Alicia Elsbeth Stallings’s Style and Popular Poems
In her work, Stallings has paid much attention to rhyme scheme. She considers it indispensable, on the grounds that without a proper rhyme scheme poetry would not have begun as an art form. Rhyme highlights a precision of style and a composition method.
Stallings also has a command of structured forms like sonnets and quatrains. Although she has written traditional poems, she has used concepts put forth by the school of New Formalism with flexibility and free use of metrical substitution. Stallings is an expert at producing a variety of new combinations of rhyme, syntax, and meter, and synthesizing these aspects into unique and compelling verses. Unusual meter, colloquial language, and cadence have made her work novel among her contemporaries.Stallings exposes the timelessness of her poetic expression and relevance of antiquity through her graceful combination of form, content, and technical dexterity.
Stallings connects her formalist tendencies with rhyme and humor. She perceives a large portion of her poems as witty, humorous, and sarcastic. Many of her poems were published after the death of her father in 2000, while she was battling with numerous physical, financial, and psychological challenges.
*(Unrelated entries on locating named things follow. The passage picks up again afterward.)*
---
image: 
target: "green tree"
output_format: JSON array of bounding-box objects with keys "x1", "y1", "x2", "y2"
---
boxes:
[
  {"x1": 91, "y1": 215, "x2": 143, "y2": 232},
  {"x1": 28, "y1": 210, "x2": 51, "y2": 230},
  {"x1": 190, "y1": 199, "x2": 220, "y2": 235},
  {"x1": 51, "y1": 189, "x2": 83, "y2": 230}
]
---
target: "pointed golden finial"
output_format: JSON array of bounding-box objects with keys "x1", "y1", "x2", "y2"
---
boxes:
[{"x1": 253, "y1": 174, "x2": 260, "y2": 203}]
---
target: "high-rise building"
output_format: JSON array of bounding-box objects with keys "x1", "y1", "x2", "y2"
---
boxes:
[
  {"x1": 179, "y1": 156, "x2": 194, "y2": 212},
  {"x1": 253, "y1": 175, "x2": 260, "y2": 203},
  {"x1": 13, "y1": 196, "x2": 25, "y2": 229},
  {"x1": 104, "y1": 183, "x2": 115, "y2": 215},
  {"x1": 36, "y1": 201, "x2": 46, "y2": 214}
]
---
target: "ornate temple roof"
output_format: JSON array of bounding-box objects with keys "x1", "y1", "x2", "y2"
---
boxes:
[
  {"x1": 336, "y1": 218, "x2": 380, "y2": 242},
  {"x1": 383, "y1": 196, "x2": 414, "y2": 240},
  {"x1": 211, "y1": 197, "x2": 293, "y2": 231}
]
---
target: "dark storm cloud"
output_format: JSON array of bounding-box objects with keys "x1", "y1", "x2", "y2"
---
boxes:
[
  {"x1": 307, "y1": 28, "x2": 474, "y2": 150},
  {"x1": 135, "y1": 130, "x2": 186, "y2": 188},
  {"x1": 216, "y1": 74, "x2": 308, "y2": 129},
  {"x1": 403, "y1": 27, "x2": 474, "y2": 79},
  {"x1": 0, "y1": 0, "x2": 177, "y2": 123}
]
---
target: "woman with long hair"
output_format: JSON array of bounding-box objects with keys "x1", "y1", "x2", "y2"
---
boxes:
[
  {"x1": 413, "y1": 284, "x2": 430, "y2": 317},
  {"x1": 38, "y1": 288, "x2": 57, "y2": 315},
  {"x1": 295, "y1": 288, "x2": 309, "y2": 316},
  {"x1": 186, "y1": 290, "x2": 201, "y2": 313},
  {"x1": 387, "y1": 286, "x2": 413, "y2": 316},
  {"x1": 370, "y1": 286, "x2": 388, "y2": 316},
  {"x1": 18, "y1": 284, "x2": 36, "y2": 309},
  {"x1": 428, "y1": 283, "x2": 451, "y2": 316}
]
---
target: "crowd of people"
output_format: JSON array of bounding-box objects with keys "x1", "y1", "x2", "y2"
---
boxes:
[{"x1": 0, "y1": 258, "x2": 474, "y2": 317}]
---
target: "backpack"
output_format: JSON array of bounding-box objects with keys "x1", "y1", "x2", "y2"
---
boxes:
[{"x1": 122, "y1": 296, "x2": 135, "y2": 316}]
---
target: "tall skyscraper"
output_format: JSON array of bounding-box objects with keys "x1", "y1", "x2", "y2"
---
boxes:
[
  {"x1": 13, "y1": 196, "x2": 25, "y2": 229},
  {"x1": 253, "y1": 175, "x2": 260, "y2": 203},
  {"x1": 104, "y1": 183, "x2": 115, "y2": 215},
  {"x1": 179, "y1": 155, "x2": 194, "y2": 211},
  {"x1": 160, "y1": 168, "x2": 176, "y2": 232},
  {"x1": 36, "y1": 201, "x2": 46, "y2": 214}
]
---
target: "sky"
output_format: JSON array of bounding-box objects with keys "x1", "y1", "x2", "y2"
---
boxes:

Her work has been positively compared to the works of Richard Wilbur and Edna St. Vincent Millay. Critics reviewed her book “Archaic Smile” as having strict metrical regularity. Publishers Weekly reviewed her collection “Olives” by expressing that they were awed by such poems. They described the poems as not composed as antiquated mythology, adding that when Stallings builds new narratives without using old ones she accomplishes a stark poise and restrained style that could undermine New Formalism standards. One of her most popular poems is “Recitative.”
More about Her
Stallings submitted her manuscript for publication almost 30 times before it received the Richard Wilbur Award, which was a completely new contest. This award encouraged Stallings to publish her second book. Her second book “Hapax” received the Poet’s Prize in 2008, along with getting her published in “The Best American Poetry.” She has received more than a dozen awards including the Eunice Tietjens Prize, a Pushcart Prize, the Howard Nemerov Sonnet Award in 2004, and the Willis Barnstone Translation Prize in 2010. She also won aGuggenheim Fellowship in 2011 and the MacArthur Foundation Fellowship. Her book “Olives” was awarded with the National Book Critics Circle Award in 2012.